The call for health care reform has erupted periodically in one form or another in nearly every decade since the 1900’s. In 1915, some early labor unions advocated and drafted legislation for a German form of national health insurance. They argued that health insurance should be covered, because sickness was the leading form of poverty. But that initiative was defeated by employers and doctors and, interestingly enough, another labor union, the American Federation of Labor (AF of L).
While health care costs in the early 1900’s remained largely an individual responsibility, there were some exceptions for some workers’ disability insurance and some volunteer associations that offered insurance for its members. Some large employer industries, such as logging, mining and the railroads offered health coverage for their employees because of the dangerous nature of these industries.
The “Roaring Twenties” brought prosperity to the US and greater use of health care services.

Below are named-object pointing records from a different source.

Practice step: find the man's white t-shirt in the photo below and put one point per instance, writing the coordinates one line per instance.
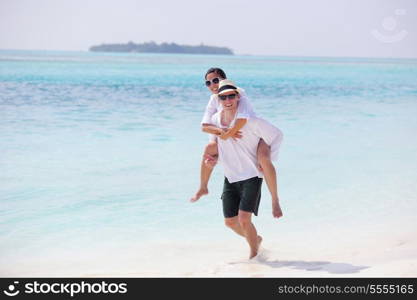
(245, 110)
(239, 156)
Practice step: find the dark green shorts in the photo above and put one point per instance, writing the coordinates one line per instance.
(242, 195)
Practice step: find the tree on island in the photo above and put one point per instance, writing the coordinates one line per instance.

As costs increased and began hitting the middle class, the pressure was on again to do something about the health care system. In 1929, we spent $366 billion on health care, roughly 4 percent of the Gross Domestic Product or $30/person per year.
The Committee on the Costs of Medical Care formed in 1929 as an outgrowth of a committee of the American Medical Association. Funded by eight private foundations over four years, the Committee recommended an end to a fee for service payment system, among other things, citing this payment system as the reason for high health care costs. Not only were the Committee’s recommendations not adopted, the debate was so acrimonious and its minority report was so intense President Franklin D. Roosevelt decided not to include it in the New Deal, fearing it would take everything else down with it.
The Depression further knocked the wind out of reform sails. Unemployment took precedence over health insurance. Hospitals and doctors were in dire financial straits, however. Even though physicians had resisted national heath insurance earlier, they needed some payment system that would help keep them solvent. By 1933, doctors had lost 47 percent of the income they had in 1929. By 1931, private hospital revenues dropped from $236 per day to $59 per day and only 62 percent of their beds were used compared to 89 percent at the government hospitals.
If people owed money, doctors and hospitals were last in line to be paid. During the Depression they ranked fifth, behind department stores, grocery stores, landlords, and even dentists in unpaid bills.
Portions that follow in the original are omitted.